Another form of traditional animation is live action animation in which traditional hand-drawn animation is combined with real live-action filming. Techniques for doing this include optical printers or aerial image animation cameras, or more labour intensively, tracing each frame with a method known as rotoscoping to enable more accuracy when overlaying frames. One of the earliest examples includes Winsor McCay’s Gertie the Dinosaur (1914) in which a real actor played a narrator who interacted with an animated landscape and dinosaur character.
Live-action animation is another powerful tool for manipulating reality, especially because it combines reality with non-reality. While one can believe they are watching a scene they are familiar with, the familiarity is thrown off as the animated elements are brought into the scene.
Pink Floyd The Wall (1982), although the majority being normal live-action film work, contains segments of both full animation and live-action animation, drawn by illustrator Gerald Scarfe. The detailed animation sequences are similar to Paprika in the use of traditional hand-drawn techniques, although completely different in medium and style. The live-action animation scene happens when Pink is alone in his room and is ‘attacked’ by an animated plant. The reality of Pink alone in the room is almost immediately distorted upon the human shadow morphing into something else, implying a departure from reality and highlighting the alienation of Pink from the rest of the world.

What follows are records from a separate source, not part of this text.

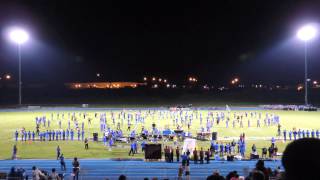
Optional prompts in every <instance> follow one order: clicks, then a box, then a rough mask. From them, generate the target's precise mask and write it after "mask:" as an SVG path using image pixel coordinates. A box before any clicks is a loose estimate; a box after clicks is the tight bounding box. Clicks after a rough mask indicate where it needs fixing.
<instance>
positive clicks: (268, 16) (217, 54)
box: [0, 0, 320, 83]
mask: <svg viewBox="0 0 320 180" xmlns="http://www.w3.org/2000/svg"><path fill="white" fill-rule="evenodd" d="M319 18H320V1H319V0H315V1H307V0H303V1H294V0H290V1H289V0H274V1H273V0H269V1H261V0H257V1H250V0H245V1H240V0H221V1H216V0H208V1H175V0H171V1H152V0H148V1H140V0H138V1H132V0H131V1H119V0H118V1H112V0H107V1H98V0H95V1H94V0H92V1H81V2H80V1H71V0H65V1H63V0H60V1H53V0H50V1H49V0H37V1H31V0H28V1H16V0H9V1H7V2H6V1H5V0H1V1H0V28H1V31H2V36H1V39H0V75H1V74H4V73H11V74H13V75H14V76H15V77H16V76H17V59H16V52H17V51H16V48H15V46H14V45H13V44H12V43H9V42H8V41H7V40H6V38H5V30H6V28H7V27H10V26H15V25H20V26H23V27H25V28H26V29H28V30H29V31H30V32H31V41H30V42H28V43H27V44H24V45H23V77H24V78H25V79H24V81H30V82H31V81H33V82H67V81H74V80H77V81H88V80H97V78H96V77H95V74H96V73H97V72H99V73H101V74H102V75H103V76H102V78H101V80H141V79H142V77H143V76H144V75H154V76H162V77H166V78H168V79H171V80H176V81H183V80H185V79H186V78H187V76H189V75H195V76H197V77H198V78H199V79H200V80H201V81H202V82H211V83H217V82H219V83H222V82H226V81H229V80H230V79H231V78H232V77H234V76H238V77H240V78H241V80H242V81H243V82H256V81H262V82H270V83H272V82H277V83H288V82H290V83H296V82H300V81H302V80H303V72H304V71H303V70H304V69H303V52H304V51H303V43H301V42H299V41H298V40H297V39H296V38H295V32H296V29H297V28H298V27H299V26H300V25H302V24H303V23H306V22H314V23H318V22H319V20H320V19H319ZM319 40H320V38H318V39H315V40H313V41H312V42H311V43H310V44H309V52H310V56H309V57H310V61H309V65H310V70H309V71H310V77H311V78H312V79H319V80H320V71H319V69H320V58H319V57H320V50H319V48H320V43H319Z"/></svg>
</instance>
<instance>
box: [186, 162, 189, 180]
mask: <svg viewBox="0 0 320 180" xmlns="http://www.w3.org/2000/svg"><path fill="white" fill-rule="evenodd" d="M185 170H186V180H190V166H189V164H187V166H186V169H185Z"/></svg>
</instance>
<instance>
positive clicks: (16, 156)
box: [12, 144, 18, 160]
mask: <svg viewBox="0 0 320 180" xmlns="http://www.w3.org/2000/svg"><path fill="white" fill-rule="evenodd" d="M17 153H18V148H17V145H16V144H15V145H13V149H12V159H13V160H15V159H17Z"/></svg>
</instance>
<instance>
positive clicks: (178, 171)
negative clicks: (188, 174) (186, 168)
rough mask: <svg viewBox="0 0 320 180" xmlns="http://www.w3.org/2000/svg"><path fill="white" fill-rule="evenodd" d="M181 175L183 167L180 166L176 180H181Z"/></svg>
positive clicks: (182, 174)
mask: <svg viewBox="0 0 320 180" xmlns="http://www.w3.org/2000/svg"><path fill="white" fill-rule="evenodd" d="M182 175H183V166H182V165H180V166H179V170H178V180H182Z"/></svg>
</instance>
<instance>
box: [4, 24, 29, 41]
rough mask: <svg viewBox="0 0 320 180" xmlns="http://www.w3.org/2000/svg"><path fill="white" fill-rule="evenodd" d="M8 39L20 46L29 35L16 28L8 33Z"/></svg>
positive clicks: (19, 29)
mask: <svg viewBox="0 0 320 180" xmlns="http://www.w3.org/2000/svg"><path fill="white" fill-rule="evenodd" d="M9 37H10V39H11V40H12V41H13V42H15V43H17V44H19V45H20V44H23V43H25V42H27V41H28V39H29V34H28V33H27V32H26V31H25V30H23V29H20V28H16V29H12V30H11V31H10V32H9Z"/></svg>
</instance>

In terms of the traditional animated scenes in The Wall, there is obviously a form of manipulation in the exaggerated (and simplified) characteristics of flowers, facial expressions and the human body. The animations serve to let viewers interpret the story and the metaphor of the wall. For example, the revisited scene of the teacher ‘educating’ his students presents an alternative perspective of the scene for the viewer, manipulating the what was previously seen into something even more wild and disproportional.